Мир поехал перед глазами, взлетая выше. Потом остановился, высокий и далёкий.

Спустя секунду Вадим увидел перед собой серьёзную морду Ниро, его внимательные глаза. Оказалось, не выдержали ноги, что сидит он на сухих плитах, что, войди любой человек в подъезд, не миновать Вадиму удара дверью по ногам.

Ниро ещё ближе потянулся, положил лобастую башку на колени Вадима.

От собачьего взгляда стало ещё неуютнее. Вадим обнял Ниро. "Погуляли с утречка, называется". Ниро придвинулся боком, чтобы хозяину было удобнее обхватить его. Кажется, пёс тоже чувствовал себя неуверенно.

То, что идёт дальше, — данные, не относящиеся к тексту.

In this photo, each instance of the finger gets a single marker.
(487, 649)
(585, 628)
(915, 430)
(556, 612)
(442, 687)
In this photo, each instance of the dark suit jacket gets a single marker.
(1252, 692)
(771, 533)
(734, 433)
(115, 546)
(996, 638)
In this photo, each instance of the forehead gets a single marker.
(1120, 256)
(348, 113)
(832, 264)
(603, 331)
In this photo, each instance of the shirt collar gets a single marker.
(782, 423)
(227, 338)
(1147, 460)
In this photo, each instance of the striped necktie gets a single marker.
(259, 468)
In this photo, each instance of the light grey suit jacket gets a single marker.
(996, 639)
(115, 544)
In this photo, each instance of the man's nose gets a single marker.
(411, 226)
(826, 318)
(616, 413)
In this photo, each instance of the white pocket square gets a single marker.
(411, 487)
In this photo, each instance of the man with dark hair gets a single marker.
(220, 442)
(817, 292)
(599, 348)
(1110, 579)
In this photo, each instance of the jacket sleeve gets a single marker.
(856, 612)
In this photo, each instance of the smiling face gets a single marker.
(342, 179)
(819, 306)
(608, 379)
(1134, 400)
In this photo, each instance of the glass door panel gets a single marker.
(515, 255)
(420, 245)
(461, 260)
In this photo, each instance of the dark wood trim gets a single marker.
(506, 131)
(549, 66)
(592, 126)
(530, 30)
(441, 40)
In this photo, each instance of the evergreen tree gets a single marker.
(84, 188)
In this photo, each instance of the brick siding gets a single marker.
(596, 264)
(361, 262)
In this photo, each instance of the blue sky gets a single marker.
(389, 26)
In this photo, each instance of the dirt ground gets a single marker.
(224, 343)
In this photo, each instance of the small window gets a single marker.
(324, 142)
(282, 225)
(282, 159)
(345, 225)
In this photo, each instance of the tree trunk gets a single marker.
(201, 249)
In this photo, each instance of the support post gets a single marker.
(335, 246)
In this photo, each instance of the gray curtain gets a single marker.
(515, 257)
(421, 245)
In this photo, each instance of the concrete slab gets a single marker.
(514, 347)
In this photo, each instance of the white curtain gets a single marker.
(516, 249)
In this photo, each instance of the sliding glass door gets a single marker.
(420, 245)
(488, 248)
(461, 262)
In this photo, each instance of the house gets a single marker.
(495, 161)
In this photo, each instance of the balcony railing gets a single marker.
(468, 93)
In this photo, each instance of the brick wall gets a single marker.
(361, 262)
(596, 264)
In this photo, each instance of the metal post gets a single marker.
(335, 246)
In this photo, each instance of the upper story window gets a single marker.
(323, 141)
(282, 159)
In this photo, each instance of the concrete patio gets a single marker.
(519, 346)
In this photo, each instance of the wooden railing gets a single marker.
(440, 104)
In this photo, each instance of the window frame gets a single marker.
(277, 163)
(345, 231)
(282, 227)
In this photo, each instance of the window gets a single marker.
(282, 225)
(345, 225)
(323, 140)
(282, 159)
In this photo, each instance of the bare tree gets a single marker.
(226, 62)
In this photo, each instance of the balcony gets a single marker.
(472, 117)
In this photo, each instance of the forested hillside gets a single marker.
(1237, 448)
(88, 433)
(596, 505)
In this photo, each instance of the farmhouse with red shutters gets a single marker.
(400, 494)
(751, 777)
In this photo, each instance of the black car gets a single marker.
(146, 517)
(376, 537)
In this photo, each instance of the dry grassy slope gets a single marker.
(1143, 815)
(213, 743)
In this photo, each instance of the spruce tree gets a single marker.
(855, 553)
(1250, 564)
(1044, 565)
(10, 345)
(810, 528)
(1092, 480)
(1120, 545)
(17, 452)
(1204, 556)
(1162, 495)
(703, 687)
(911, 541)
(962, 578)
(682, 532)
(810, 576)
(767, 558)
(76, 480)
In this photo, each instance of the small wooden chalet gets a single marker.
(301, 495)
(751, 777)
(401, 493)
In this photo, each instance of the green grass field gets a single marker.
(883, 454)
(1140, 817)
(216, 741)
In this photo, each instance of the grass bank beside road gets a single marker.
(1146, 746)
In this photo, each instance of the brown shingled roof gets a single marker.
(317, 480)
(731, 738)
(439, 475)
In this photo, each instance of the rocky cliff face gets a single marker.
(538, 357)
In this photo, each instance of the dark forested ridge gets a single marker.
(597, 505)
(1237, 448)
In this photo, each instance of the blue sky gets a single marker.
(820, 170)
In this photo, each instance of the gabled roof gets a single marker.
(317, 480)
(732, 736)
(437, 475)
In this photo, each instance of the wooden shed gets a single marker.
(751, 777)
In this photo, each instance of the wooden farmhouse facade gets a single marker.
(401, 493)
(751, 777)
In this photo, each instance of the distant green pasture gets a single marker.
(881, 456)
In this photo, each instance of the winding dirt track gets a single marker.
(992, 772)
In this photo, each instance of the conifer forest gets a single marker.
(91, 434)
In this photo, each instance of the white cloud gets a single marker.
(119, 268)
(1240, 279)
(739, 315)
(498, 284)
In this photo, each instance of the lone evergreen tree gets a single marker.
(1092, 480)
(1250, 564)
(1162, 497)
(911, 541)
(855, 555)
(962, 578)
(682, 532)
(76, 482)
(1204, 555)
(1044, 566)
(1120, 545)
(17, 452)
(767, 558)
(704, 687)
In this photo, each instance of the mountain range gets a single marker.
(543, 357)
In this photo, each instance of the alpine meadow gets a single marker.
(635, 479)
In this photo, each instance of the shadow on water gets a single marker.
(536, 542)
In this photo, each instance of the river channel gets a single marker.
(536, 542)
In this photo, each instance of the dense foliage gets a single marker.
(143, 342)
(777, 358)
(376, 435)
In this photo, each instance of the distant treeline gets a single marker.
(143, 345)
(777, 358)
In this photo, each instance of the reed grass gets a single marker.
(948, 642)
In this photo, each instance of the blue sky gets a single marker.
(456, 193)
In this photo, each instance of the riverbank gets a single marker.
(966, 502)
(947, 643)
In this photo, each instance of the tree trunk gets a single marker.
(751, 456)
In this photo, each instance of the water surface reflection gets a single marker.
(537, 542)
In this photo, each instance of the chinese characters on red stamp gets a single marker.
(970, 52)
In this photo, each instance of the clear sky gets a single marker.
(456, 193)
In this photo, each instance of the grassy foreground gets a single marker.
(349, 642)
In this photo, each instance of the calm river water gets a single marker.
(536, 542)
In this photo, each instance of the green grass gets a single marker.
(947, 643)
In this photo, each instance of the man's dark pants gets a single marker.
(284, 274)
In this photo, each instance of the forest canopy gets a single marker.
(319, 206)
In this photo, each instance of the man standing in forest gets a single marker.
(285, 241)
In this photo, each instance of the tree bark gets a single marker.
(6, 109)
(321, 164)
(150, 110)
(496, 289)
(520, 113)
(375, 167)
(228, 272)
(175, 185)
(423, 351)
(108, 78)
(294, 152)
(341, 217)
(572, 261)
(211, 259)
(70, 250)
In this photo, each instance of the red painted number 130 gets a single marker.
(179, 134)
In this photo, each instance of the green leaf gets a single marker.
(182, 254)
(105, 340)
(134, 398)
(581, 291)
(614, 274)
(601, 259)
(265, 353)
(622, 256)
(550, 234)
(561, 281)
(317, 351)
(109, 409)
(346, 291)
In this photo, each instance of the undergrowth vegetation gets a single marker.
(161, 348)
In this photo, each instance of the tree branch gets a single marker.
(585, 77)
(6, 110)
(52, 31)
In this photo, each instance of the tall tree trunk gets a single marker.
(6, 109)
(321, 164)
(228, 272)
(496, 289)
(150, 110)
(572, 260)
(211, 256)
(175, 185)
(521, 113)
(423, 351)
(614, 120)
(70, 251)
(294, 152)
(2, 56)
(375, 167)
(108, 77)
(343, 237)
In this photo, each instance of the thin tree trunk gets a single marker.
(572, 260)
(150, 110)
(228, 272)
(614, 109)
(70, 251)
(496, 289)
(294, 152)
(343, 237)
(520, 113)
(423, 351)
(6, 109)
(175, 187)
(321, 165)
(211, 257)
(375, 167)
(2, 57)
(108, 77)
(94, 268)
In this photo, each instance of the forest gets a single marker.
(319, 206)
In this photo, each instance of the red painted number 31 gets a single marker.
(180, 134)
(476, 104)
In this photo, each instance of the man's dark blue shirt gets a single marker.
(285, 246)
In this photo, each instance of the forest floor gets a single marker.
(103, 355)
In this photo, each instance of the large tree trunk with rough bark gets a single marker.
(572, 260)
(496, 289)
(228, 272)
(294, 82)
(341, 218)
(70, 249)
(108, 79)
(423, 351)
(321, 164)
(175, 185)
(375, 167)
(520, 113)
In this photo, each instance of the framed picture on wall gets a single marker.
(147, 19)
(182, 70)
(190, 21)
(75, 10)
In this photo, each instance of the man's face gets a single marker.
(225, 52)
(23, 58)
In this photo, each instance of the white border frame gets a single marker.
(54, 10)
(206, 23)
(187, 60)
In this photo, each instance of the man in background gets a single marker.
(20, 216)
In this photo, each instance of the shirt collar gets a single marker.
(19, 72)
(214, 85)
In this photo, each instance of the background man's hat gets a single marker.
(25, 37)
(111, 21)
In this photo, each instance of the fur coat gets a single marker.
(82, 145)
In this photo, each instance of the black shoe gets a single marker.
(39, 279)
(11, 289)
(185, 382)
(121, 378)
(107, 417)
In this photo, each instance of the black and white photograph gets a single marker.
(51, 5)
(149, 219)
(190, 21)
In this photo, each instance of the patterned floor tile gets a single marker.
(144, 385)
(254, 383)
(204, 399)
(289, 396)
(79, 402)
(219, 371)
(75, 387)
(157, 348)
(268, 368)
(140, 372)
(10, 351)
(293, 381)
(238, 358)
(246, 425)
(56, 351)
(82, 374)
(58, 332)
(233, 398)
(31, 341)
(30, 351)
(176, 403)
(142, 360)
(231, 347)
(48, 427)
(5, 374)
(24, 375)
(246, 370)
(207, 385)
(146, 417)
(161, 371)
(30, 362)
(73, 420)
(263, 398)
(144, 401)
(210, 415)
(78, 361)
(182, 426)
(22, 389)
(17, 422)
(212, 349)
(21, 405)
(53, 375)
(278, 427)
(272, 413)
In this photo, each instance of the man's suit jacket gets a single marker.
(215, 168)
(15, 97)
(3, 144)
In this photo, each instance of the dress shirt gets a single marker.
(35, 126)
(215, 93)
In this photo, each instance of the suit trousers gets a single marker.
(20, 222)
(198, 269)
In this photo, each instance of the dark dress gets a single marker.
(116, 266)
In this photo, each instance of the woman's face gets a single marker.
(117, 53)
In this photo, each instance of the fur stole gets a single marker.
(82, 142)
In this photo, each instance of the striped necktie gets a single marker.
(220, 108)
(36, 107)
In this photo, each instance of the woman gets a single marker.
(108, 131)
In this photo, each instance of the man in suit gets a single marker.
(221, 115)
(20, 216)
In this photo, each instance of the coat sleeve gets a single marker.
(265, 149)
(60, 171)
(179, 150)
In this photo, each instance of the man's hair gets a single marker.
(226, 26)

Внезапная мысль: "И его могут убить" заставила Вадима крепче обнять Ниро и поразмышлять о своём: "Зверя во мне надо бояться, хотя его боится Шептун. Получается, куда ни кинь — везде клин. В университет я, конечно, загляну. Но начинать надо с поиска оружия. Опять какая-нибудь хохма. Оружием может оказаться всё что угодно. Какая-нибудь палочка, наподобие шокера. А интересно, шокер против "кузнечика" сработает? Шокер ты видел только в кино. Глупо даже думать о нём. Ну, попробуем ещё раз получить информацию?"

Чтобы не задеть Ниро, он поднял согнутую в локте руку чуть в стороне. Итак, запястьем к себе, смотрим на линии. Между прочим, кровь с кожи мог бы и стереть. Недовольство собой — от всегдашней привычки к чистоплотности — заслонило попытку узнать насущное.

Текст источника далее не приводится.